Every time an exoplanet crosses in front of its host star, it creates a subtle dimming signature that lasts just hours - a cosmic eclipse containing secrets about distant worlds. The MuSCAT2 Transit Pipeline transforms these fleeting photometric events into precise planetary parameters, handling the complex multicolor observations from Japan’s MuSCAT2 instrument with surgical precision. This collaborative effort between leading astronomical institutions tackles one of observational astronomy’s most demanding challenges: extracting clean transit signals from noisy ground-based photometry.

The pipeline orchestrates a sophisticated three-stage photometry workflow - organizing raw frames, solving astrometry through astrometry.net integration, and performing aperture photometry across MuSCAT2’s four-band simultaneous observations (g, r, y, z filters). The transit analysis engine employs both linear systematics modeling and Gaussian Process regression to disentangle atmospheric effects from genuine transit signatures, automatically selecting optimal comparison stars and apertures. With executable scripts for streamlined analysis and Python classes for custom investigations, researchers can seamlessly transition from raw CCD frames to publication-ready light curves.
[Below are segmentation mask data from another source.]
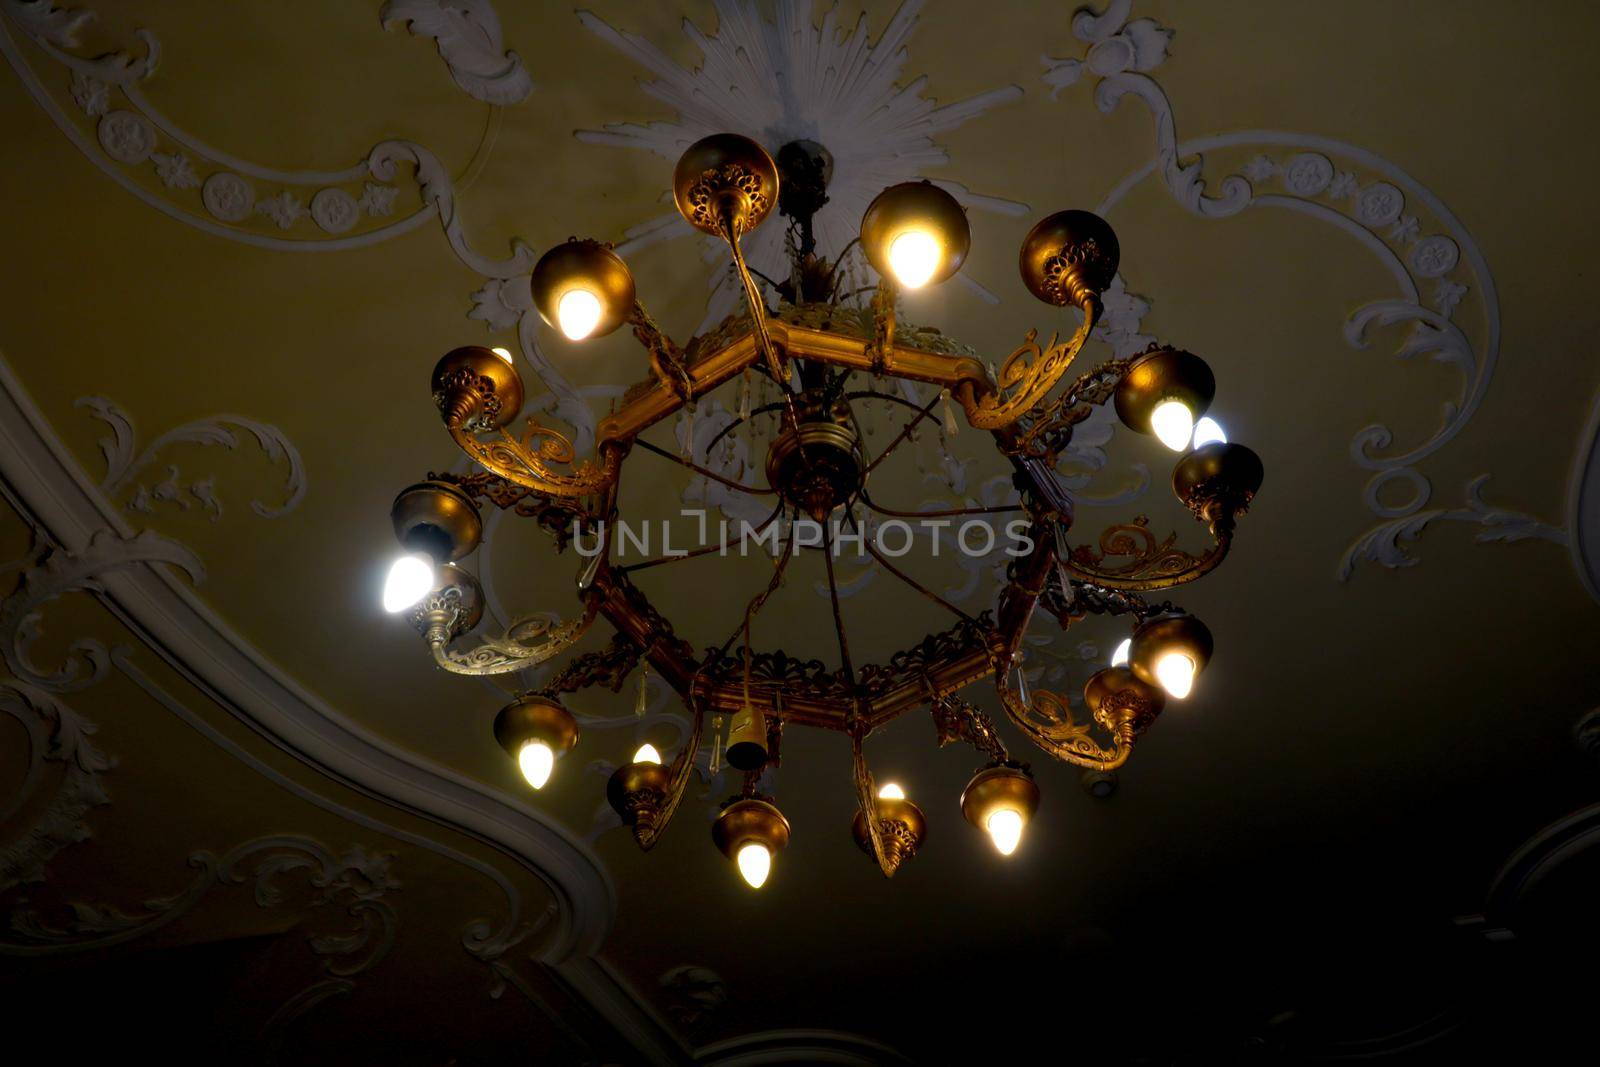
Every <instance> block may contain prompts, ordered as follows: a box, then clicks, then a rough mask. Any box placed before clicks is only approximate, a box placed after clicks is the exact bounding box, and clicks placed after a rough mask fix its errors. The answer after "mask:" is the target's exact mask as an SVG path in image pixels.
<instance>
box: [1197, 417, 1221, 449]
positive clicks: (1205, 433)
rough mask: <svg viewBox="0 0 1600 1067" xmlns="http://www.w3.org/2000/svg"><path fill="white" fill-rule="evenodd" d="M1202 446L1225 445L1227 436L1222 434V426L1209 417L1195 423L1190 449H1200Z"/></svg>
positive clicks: (1217, 421) (1200, 419)
mask: <svg viewBox="0 0 1600 1067" xmlns="http://www.w3.org/2000/svg"><path fill="white" fill-rule="evenodd" d="M1202 445H1227V434H1224V432H1222V424H1221V422H1218V421H1216V419H1213V418H1210V416H1206V418H1203V419H1200V421H1198V422H1195V440H1194V445H1192V448H1200V446H1202Z"/></svg>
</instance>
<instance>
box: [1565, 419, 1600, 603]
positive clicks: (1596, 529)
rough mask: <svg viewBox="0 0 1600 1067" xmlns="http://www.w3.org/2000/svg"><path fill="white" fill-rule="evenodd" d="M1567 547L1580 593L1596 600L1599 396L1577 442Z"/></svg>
mask: <svg viewBox="0 0 1600 1067" xmlns="http://www.w3.org/2000/svg"><path fill="white" fill-rule="evenodd" d="M1566 522H1568V523H1570V526H1571V536H1570V539H1568V544H1570V545H1571V549H1573V566H1576V568H1578V577H1579V581H1582V584H1584V589H1587V590H1589V595H1590V597H1594V598H1595V600H1600V392H1597V394H1595V398H1594V403H1592V405H1590V408H1589V422H1586V424H1584V432H1582V435H1581V437H1579V438H1578V454H1576V456H1574V458H1573V482H1571V488H1570V490H1568V499H1566Z"/></svg>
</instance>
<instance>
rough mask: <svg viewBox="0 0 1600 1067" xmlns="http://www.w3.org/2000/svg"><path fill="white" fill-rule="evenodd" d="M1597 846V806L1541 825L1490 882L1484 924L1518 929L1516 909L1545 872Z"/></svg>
mask: <svg viewBox="0 0 1600 1067" xmlns="http://www.w3.org/2000/svg"><path fill="white" fill-rule="evenodd" d="M1590 848H1600V805H1590V806H1587V808H1581V809H1578V811H1574V813H1573V814H1570V816H1566V817H1565V819H1557V821H1555V822H1552V824H1550V825H1547V827H1544V829H1542V830H1539V832H1538V833H1534V835H1533V837H1530V838H1528V840H1526V841H1523V845H1522V846H1520V848H1518V849H1517V851H1515V853H1512V856H1510V859H1507V861H1506V865H1504V867H1501V870H1499V873H1498V875H1494V881H1493V883H1490V894H1488V901H1486V902H1485V905H1483V923H1485V926H1486V931H1488V933H1490V936H1493V933H1494V931H1502V929H1509V931H1512V933H1515V929H1517V909H1518V907H1520V904H1522V901H1523V897H1526V896H1528V893H1531V891H1533V889H1534V888H1536V886H1538V885H1539V883H1541V881H1542V880H1544V878H1546V877H1547V875H1550V873H1552V872H1554V870H1555V869H1557V867H1560V865H1562V864H1565V862H1566V861H1568V859H1571V857H1573V856H1578V854H1579V853H1584V851H1587V849H1590Z"/></svg>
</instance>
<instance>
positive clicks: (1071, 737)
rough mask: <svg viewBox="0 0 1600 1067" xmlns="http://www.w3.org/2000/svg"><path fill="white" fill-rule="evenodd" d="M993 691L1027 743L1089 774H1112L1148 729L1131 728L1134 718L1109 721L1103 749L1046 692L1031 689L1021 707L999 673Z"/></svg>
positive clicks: (1004, 681) (998, 671)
Developed through international collaboration spanning IAC, University of Tokyo, NAOJ, and the Astrobiology Center, this pipeline represents the practical intersection of precision photometry and exoplanet science. Whether you’re confirming TESS candidates or characterizing known transiting worlds, the toolkit handles the computational heavy lifting while preserving the flexibility that cutting-edge exoplanet research demands.